Statement of Commitment to Privacy and Personal Data Protection by Bizdirect
The protection of privacy and personal data of all persons who somehow relate to Bizdirect (clients, users of the services, employees, partners and others) is a fundamental commitment of our Company.
Personal data is important for the activity of Bizdirect, in particular, for the marketing of its products and services, for the provision, monitoring and improvement of the quality of the services made available by Bizdirect, for the management of Bizdirect’s human resources and for the fulfilment of legal obligations, with the challenges that are associated to the processing of personal data for the said purposes being very strongly influenced by the technological, economic and social developments.
Our commitment is to work every day in order to ensure the privacy and protection of personal data for which we are responsible in compliance with the applicable legislation, regulations and guidelines on such matters.
With this Statement of Commitment, we want to make clear Bizdirect’s commitment to privacy, security and personal data protection and ensure that all those processing personal data on behalf of Bizdirect are bound and act in accordance with the underlying principles.
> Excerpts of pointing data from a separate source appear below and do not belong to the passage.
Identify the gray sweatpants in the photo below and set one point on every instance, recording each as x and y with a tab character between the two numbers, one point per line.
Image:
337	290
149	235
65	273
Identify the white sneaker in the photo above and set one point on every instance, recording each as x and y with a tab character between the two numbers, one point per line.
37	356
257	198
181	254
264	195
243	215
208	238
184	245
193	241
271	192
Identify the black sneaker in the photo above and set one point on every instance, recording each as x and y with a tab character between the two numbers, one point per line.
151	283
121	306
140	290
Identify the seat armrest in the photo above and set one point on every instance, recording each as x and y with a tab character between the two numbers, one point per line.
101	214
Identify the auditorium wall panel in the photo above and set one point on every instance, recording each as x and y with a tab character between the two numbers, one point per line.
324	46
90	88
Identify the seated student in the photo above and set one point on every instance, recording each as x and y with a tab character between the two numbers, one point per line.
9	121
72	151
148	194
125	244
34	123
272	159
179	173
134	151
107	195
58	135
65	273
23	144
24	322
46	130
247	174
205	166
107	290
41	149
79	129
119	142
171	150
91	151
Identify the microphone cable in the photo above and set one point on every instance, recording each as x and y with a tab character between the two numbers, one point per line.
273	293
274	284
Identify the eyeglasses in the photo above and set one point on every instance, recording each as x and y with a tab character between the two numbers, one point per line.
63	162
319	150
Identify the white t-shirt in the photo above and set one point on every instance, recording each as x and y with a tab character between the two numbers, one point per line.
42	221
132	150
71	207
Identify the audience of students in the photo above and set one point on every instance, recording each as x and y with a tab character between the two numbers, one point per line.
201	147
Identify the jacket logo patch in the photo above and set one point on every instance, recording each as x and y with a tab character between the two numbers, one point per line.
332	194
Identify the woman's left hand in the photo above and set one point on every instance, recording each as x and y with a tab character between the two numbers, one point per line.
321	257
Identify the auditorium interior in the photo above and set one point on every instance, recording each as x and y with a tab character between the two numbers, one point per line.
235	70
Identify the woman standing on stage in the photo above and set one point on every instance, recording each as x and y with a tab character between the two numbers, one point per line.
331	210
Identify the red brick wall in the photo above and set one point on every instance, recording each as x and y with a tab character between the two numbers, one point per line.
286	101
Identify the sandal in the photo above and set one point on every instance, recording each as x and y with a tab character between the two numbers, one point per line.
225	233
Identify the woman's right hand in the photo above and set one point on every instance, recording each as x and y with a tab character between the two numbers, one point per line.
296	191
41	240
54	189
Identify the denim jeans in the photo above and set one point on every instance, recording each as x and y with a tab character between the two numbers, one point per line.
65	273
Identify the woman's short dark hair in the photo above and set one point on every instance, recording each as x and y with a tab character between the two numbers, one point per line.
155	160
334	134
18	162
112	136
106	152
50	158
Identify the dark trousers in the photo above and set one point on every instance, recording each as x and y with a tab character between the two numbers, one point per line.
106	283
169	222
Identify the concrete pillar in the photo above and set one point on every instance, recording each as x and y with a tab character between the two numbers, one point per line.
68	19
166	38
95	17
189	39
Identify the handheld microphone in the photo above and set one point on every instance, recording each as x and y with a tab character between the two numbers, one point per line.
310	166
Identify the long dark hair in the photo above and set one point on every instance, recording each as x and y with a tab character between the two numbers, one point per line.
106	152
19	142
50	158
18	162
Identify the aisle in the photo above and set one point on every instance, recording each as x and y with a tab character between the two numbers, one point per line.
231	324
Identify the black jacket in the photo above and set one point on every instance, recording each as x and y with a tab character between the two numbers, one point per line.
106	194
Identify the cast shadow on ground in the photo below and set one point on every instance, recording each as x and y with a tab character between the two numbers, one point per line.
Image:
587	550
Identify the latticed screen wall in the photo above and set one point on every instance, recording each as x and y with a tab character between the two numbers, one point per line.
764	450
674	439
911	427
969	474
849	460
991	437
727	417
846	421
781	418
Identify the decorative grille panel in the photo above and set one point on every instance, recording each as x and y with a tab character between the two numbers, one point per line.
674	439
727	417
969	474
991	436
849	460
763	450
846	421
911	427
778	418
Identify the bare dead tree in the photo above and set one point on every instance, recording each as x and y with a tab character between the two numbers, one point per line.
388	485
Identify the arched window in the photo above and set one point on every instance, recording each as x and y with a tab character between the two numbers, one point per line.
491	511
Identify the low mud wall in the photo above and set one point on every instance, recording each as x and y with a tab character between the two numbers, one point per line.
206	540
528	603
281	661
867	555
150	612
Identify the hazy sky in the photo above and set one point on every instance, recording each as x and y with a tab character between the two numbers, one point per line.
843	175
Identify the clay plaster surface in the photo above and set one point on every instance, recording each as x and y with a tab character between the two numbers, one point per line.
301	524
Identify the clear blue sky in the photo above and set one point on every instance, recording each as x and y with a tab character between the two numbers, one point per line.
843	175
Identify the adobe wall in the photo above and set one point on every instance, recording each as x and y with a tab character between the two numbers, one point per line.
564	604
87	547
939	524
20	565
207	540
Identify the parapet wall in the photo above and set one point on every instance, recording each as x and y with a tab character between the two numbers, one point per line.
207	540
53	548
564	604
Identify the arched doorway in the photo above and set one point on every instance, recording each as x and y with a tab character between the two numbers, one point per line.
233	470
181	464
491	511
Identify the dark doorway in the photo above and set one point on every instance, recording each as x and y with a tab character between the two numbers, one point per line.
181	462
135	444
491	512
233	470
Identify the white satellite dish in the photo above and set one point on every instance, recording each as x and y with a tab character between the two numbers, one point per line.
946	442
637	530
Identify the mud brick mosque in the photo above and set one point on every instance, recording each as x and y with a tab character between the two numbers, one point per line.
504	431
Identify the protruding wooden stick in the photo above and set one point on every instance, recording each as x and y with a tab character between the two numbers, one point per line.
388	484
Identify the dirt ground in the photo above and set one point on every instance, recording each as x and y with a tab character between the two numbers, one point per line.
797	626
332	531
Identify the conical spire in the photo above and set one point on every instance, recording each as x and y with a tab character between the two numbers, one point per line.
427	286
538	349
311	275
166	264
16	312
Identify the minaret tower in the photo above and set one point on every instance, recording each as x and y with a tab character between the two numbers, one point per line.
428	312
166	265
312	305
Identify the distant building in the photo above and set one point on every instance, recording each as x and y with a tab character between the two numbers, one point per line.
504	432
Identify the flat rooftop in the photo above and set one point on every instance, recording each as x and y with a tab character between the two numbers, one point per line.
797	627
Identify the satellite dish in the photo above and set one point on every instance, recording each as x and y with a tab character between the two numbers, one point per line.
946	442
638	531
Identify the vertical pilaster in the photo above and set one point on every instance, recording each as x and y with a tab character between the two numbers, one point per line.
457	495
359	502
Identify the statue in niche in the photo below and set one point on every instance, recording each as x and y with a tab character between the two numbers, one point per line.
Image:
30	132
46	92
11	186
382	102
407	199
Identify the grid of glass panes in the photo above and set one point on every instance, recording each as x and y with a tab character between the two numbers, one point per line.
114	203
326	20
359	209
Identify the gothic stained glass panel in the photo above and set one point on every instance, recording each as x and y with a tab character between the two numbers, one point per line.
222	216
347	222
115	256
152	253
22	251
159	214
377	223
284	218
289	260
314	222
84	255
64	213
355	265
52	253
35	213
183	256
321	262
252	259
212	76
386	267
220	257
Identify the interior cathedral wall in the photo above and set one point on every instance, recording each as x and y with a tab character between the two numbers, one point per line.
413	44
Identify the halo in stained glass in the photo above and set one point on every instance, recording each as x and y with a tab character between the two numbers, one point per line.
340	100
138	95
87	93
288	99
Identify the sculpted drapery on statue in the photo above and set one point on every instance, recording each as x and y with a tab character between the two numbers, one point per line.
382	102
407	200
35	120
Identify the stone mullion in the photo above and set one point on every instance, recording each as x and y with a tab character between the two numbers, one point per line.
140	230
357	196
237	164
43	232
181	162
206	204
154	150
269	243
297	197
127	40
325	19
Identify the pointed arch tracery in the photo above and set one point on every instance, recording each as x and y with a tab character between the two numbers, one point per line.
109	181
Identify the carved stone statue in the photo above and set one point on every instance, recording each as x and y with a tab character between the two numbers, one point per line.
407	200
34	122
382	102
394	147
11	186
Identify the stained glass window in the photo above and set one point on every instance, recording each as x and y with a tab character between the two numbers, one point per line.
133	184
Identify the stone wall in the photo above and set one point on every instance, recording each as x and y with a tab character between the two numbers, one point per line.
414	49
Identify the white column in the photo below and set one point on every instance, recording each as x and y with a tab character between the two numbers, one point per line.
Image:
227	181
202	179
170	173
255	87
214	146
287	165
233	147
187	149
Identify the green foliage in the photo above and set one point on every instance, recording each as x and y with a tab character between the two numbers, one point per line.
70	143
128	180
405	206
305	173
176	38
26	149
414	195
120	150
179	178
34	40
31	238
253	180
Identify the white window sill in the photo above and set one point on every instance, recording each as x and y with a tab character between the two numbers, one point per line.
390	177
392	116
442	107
Personal Data Processing Principles and Data Subjects Rights
The processing of personal data by our Company complies with the following fundamental principles:
- Lawfulness principle;
- Purpose limitation principle;
- Transparency principle;
- Adequacy and data minimisation principle;
- Need to know principle;
- Integrity and confidentiality principle;
- Privacy by design and by default principle
In addition to complying with the said applicable principles, Bizdirect is committed to ensure the respect of Data Subjects rights, in particular, the right of access and information to personal data being processed by Bizdirect, the right to rectification, the right to erasure (“right to be forgotten”), the right to data portability, the right to restriction of processing, the right to withdraw consent, the right to object, the right not to be subject to a decision based solely on automated processing, including profiling, and the right to lodge a complaint.
A) Lawfulness principle
The personal data will be processed only if and to the extent that it is grounded on one of the conditions laid down for lawfulness, namely (i) when consent is given by the Data Subject or when the processing is necessary for (ii) the performance of a contract to which the Data Subject is a party, (iii) compliance with a legal obligation, or (iv) the purposes of the legitimate interests pursued by Bizdirect or by a third party.
B) Purpose limitation principle
The personal data will be processed exclusively for the purposes that determined its collection and will only be processed when legally permitted and by providing the due information to the corresponding Data Subject.
C) Transparency principle
Data subjects will be informed in a clear and concise way of the relevant aspects related to the processing of their personal data, namely, regarding the processing purposes and possible transmission to third parties.
D) Adequacy and data minimisation principle
Only personal data that is adequate, relevant and limited to the necessary personal data for the relevant purposes will be processed and for the time strictly necessary.
E) Need to know principle
Only employees and partners of Bizdirect whose functions require it will have access to the relevant personal data processed.
F) Integrity and confidentiality principle
The personal data will be processed in such a way as to guarantee its security, namely, (i) protected against unlawful or unauthorized access or disclosure, (ii) protected against unauthorized modification, loss or destruction of personal data or accidental loss of such personal data, and (iii) ensured that personal data will be available when necessary and permitted, without undue delay.
G) Privacy by design and by default principle
Bizdirect’s products and services, their support systems, and their procedures will be developed with the concern of protecting your privacy and personal data.
Personal Data Protection
Bizdirect respects best practices in the field of protection of personal data and information, and has adopted a program of policies and standards to ensure confidentiality, integrity and availability of the information it is dealing with and that is under its responsibility, which is known to all employees and partners of Bizdirect.
Bizdirect’s Information Security Policy establishes a wide range of set of technical and organizational measures, organized in several security areas, including:(i) Logical security measures, such as the use of firewalls and detection of intrusion, the existence of a policy of access to information and logging;
(ii) Physical/organizational security measures, among which a strict access control to the physical installations of our Company, by employees, partners and visitors, as well as very restricted access to the essential technological infrastructures of our Company;
(iii) Other measures such as masking, pseudonymization and anonymization of personal data, as well as a set of measures which aim to execute the principle of privacy by design and by default. Where Bizdirect uses subcontractors or third parties, Bizdirect will assure that its subcontractors and third parties are be bound by obligations in order to comply with the applicable legislation and security measures considered necessary by Bizdirect for the relevant purposes, as well as to ensure that: (i) the sharing of personal data obeys the applicable laws as amended from time to time, (ii) the transmission is securely made, and that (iii) the subcontractors or third parties are contractually obliged to observe confidentiality duties, which, to that end, may be transmitted to them, with the restriction not to be able to use such data for any other purpose, for their own benefit or that of third parties, nor to correlate them with other data that is in the said subcontractors and third parties possession.
Compliance with information security policies, security standards and protection of personal data is subject to regular scrutiny, complemented by a demanding program of information and training of Bizdirect’s employees and partners.